Below is the travel times density plot for orange line. According to the density plots, the higher concentration in travel times at a given stop is more related to its direction (depends on the southbound or northbound) which is more reasonable than the red line.

##### Orange line
# match stop_lon and stop_lat
orange_routes$from_stop_id <- as.integer(orange_routes$from_stop_id)
orange_routes$to_stop_id <- as.integer(orange_routes$to_stop_id)

# match departure stop_id
orange_travel_times<- merge(orange_routes, stop_coor, by.x = "from_stop_id", by.y = "stop_id") %>% rename(c(dept_lat = stop_lat,dept_lon = stop_lon, dept_name = stop_name)) 

# match arrival stop_id
orange_travel_times <- merge(x = orange_travel_times, y = stop_coor, by.x = "to_stop_id", by.y = "stop_id") %>% rename(c(arrv_lat = stop_lat,arrv_lon = stop_lon,arrv_name = stop_name))

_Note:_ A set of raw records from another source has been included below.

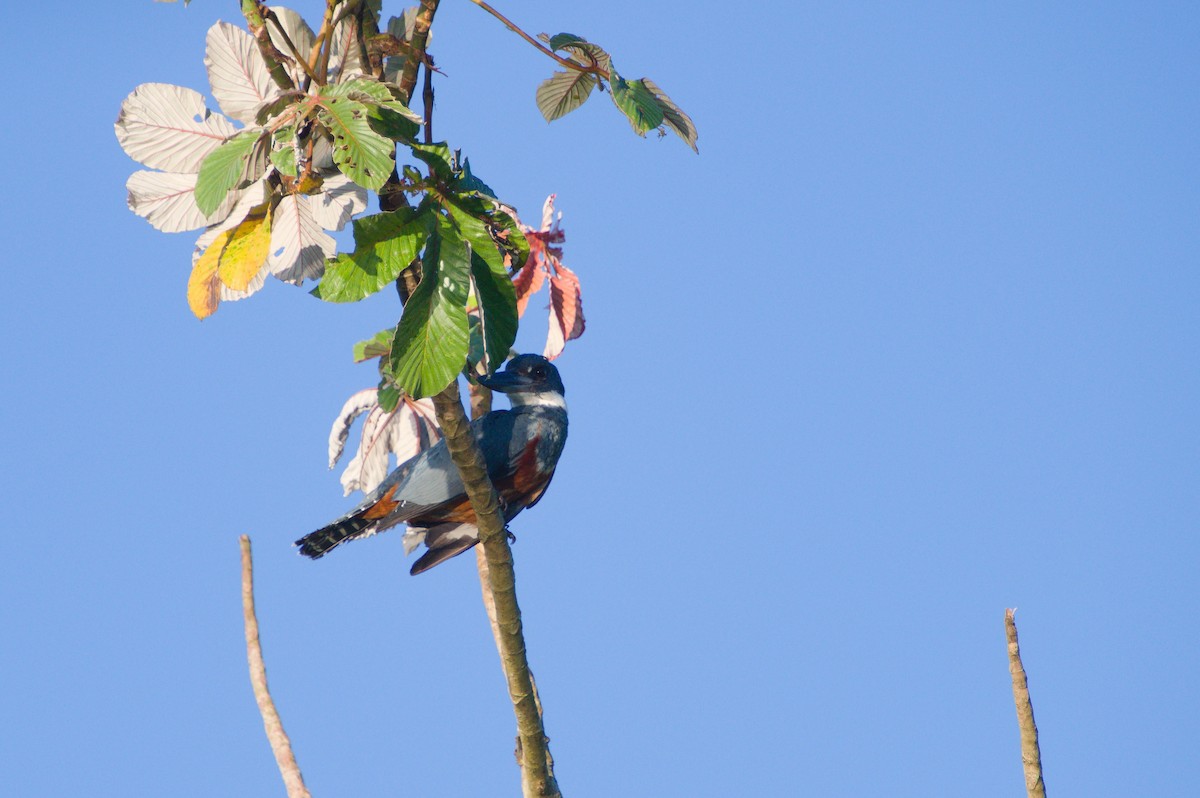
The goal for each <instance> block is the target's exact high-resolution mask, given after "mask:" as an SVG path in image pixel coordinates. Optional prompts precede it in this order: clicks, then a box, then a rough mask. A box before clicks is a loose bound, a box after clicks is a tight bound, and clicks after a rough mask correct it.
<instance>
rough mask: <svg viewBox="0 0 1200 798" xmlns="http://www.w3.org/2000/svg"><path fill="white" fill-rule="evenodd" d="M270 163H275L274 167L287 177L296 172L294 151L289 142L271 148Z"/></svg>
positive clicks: (294, 173)
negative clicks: (284, 174)
mask: <svg viewBox="0 0 1200 798" xmlns="http://www.w3.org/2000/svg"><path fill="white" fill-rule="evenodd" d="M271 163H274V164H275V168H276V169H278V170H280V172H281V173H282V174H286V175H288V176H289V178H294V176H296V174H298V172H296V151H295V150H294V149H292V145H290V144H286V145H284V146H282V148H280V149H278V150H271Z"/></svg>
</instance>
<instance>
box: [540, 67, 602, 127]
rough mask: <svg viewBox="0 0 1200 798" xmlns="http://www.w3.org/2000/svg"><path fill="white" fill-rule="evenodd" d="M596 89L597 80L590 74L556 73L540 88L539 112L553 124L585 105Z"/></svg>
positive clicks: (544, 80)
mask: <svg viewBox="0 0 1200 798" xmlns="http://www.w3.org/2000/svg"><path fill="white" fill-rule="evenodd" d="M595 88H596V78H595V76H594V74H592V73H590V72H576V71H574V70H571V71H568V72H556V73H554V74H552V76H551V77H550V78H547V79H545V80H542V82H541V84H540V85H539V86H538V94H536V100H538V110H540V112H541V115H542V116H545V118H546V121H547V122H552V121H554V120H556V119H558V118H559V116H565V115H566V114H569V113H571V112H572V110H575V109H576V108H578V107H580V106H582V104H583V101H586V100H587V98H588V97H589V96H590V95H592V90H593V89H595Z"/></svg>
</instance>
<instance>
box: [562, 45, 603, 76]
mask: <svg viewBox="0 0 1200 798" xmlns="http://www.w3.org/2000/svg"><path fill="white" fill-rule="evenodd" d="M563 52H564V53H566V54H568V55H570V56H571V60H572V61H576V62H577V64H580V65H581V66H598V67H600V68H601V70H604V71H605V73H607V74H612V56H610V55H608V52H607V50H606V49H605V48H602V47H600V46H599V44H593V43H592V42H584V41H582V40H581V41H578V42H574V43H570V44H565V46H564V47H563Z"/></svg>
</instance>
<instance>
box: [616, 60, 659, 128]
mask: <svg viewBox="0 0 1200 798" xmlns="http://www.w3.org/2000/svg"><path fill="white" fill-rule="evenodd" d="M612 101H613V102H614V103H617V107H618V108H620V109H622V112H624V114H625V116H628V118H629V124H630V125H632V126H634V132H635V133H637V134H638V136H646V131H652V130H654V128H655V127H658V126H659V125H661V124H662V108H661V107H659V102H658V100H656V98H655V97H654V95H653V94H652V92H650V90H649V89H648V88H647V86H646V82H644V80H640V79H638V80H626V79H625V78H623V77H620V76H619V74H617V73H616V72H613V73H612Z"/></svg>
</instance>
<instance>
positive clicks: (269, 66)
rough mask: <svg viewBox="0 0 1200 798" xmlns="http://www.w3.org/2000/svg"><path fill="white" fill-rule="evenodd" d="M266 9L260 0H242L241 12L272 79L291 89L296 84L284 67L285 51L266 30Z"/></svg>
mask: <svg viewBox="0 0 1200 798" xmlns="http://www.w3.org/2000/svg"><path fill="white" fill-rule="evenodd" d="M265 11H266V6H265V5H263V4H262V2H259V0H241V14H242V16H244V17H245V18H246V26H247V28H250V32H251V34H252V35H253V36H254V41H256V42H258V52H259V53H262V55H263V60H264V61H266V68H268V70H270V72H271V79H272V80H275V85H277V86H278V88H280V89H283V90H284V91H290V90H292V89H295V84H294V83H292V78H290V77H289V76H288V71H287V70H286V68H283V58H284V55H283V53H281V52H280V50H278V49H276V47H275V44H272V43H271V35H270V32H268V30H266V17H265V13H264V12H265Z"/></svg>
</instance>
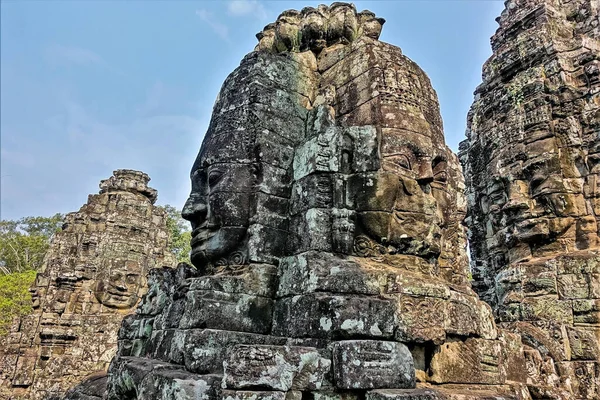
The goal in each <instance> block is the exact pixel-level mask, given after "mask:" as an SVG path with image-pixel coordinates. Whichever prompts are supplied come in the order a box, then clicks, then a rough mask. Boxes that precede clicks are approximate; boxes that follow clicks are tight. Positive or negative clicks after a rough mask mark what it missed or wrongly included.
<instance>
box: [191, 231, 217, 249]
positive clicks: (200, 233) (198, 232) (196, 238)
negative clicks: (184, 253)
mask: <svg viewBox="0 0 600 400" xmlns="http://www.w3.org/2000/svg"><path fill="white" fill-rule="evenodd" d="M216 233H217V231H216V230H213V231H211V230H209V229H208V228H206V227H203V228H198V229H196V230H194V232H192V240H191V241H190V244H191V246H192V247H194V246H197V245H199V244H201V243H203V242H206V241H207V240H208V239H210V238H211V237H213V236H214V235H215V234H216Z"/></svg>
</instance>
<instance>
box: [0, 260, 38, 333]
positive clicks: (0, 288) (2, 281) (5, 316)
mask: <svg viewBox="0 0 600 400" xmlns="http://www.w3.org/2000/svg"><path fill="white" fill-rule="evenodd" d="M35 275H36V272H35V271H33V270H29V271H25V272H15V273H12V274H7V275H0V335H4V334H6V332H7V331H8V328H9V326H10V324H11V323H12V320H13V318H14V317H20V316H22V315H26V314H29V313H30V312H31V293H29V287H30V286H31V285H32V284H33V281H34V280H35Z"/></svg>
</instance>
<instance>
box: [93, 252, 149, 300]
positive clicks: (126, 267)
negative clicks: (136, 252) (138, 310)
mask: <svg viewBox="0 0 600 400" xmlns="http://www.w3.org/2000/svg"><path fill="white" fill-rule="evenodd" d="M135 264H137V263H136V262H135V261H126V262H125V263H123V265H121V266H112V267H111V268H109V270H108V271H105V272H100V273H99V275H98V278H97V280H96V283H95V284H94V287H93V291H94V295H95V296H96V299H97V300H98V301H99V302H100V303H102V304H103V305H105V306H107V307H110V308H116V309H128V308H132V307H134V306H135V305H136V303H137V301H138V300H139V295H138V293H139V290H140V288H141V287H142V276H141V275H140V274H139V273H138V272H131V271H136V270H138V271H139V270H140V268H139V267H138V268H136V267H135Z"/></svg>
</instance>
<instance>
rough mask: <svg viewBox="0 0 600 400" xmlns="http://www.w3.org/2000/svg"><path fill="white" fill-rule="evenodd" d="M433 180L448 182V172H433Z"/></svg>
mask: <svg viewBox="0 0 600 400" xmlns="http://www.w3.org/2000/svg"><path fill="white" fill-rule="evenodd" d="M433 180H435V181H436V182H442V183H446V182H448V173H447V172H446V171H440V172H437V173H436V174H435V176H434V177H433Z"/></svg>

# create a density plot at each stop
# reference: https://plotly.com/r/line-charts/
# Northbound 
orange_to_north<- orange_travel_times %>% filter(direction_id ==1)
orange_dept_dens_n<- with(orange_to_north, tapply(travel_time_sec, INDEX = dept_name, density)) # now this is a nested list contains density travel times grouped by each stop

# use double bracket to unlist and store the associated density into a dataframe
orange_to_north_df<- data.frame(
  x = unlist(lapply(orange_dept_dens_n, "[[", "x")),
  y = unlist(lapply(orange_dept_dens_n, "[[", "y")),
  dept_name = rep(names(orange_dept_dens_n), each = length(orange_dept_dens_n[[1]]$x))
)

# Northbound density plot
plot_ly(orange_to_north_df, x = ~x, y = ~y, color = ~dept_name)%>% add_lines() %>% 
  layout(title = "Northbound density plot by stop", yaxis=list(title="Density"), xaxis=list(title="Northbound Travel Times",range = c(0,4000)))

Figure 5. Orange line travel time density plot

# Southbound
orange_to_south <- orange_travel_times %>% filter(direction_id == 0)
orange_dept_dens_s<- with(orange_to_south, tapply(travel_time_sec, INDEX = dept_name, density))
orange_to_south_df<- data.frame(
  x = unlist(lapply(orange_dept_dens_s, "[[", "x")),
  y = unlist(lapply(orange_dept_dens_s, "[[", "y")),
  dept_name = rep(names(orange_dept_dens_s), each = length(orange_dept_dens_s[[1]]$x))
)

# Southbound density plot
plot_ly(orange_to_south_df, x = ~x, y = ~y, color = ~dept_name)%>% add_lines() %>% 
  layout(title = "Southbound density plot by stop", yaxis=list(title="Density"), xaxis=list(title="SouthBound Travel Times",range = c(0,2000)))

Figure 5. Orange line travel time density plot

Conlusion

Below is a summary of findings on the travel times and headways for bus and subway:

Since I don’t have a consolidated dataset for commuter rail and ferry. I tried to took the schedule in may to represent a normal schedule for these two category of MBTA transit services.

This report has several limitations including limited time, incomplete data and the computation capability issue. And the way I preprocessing data is also affecting the evaluation of MBTA services. Besides, without the weather information, I tried to compare the travel times in September and that in May, these aren’t too much changes, so I guess this is also a shortcoming of this analysis. The confidence interval should be considered if sampling is completed or a model is fitted for prediction. For future work, I can continue digging deeper into each month’s MBTA services if I have more information about the dwell time for vehicles. I can combine this with headyways and travel times to see if there are a better measurement to compared with benchmark scheduled time. With more information about how the route may change by holidays and weather, I may have a better estimate on if the train/bus will be on time.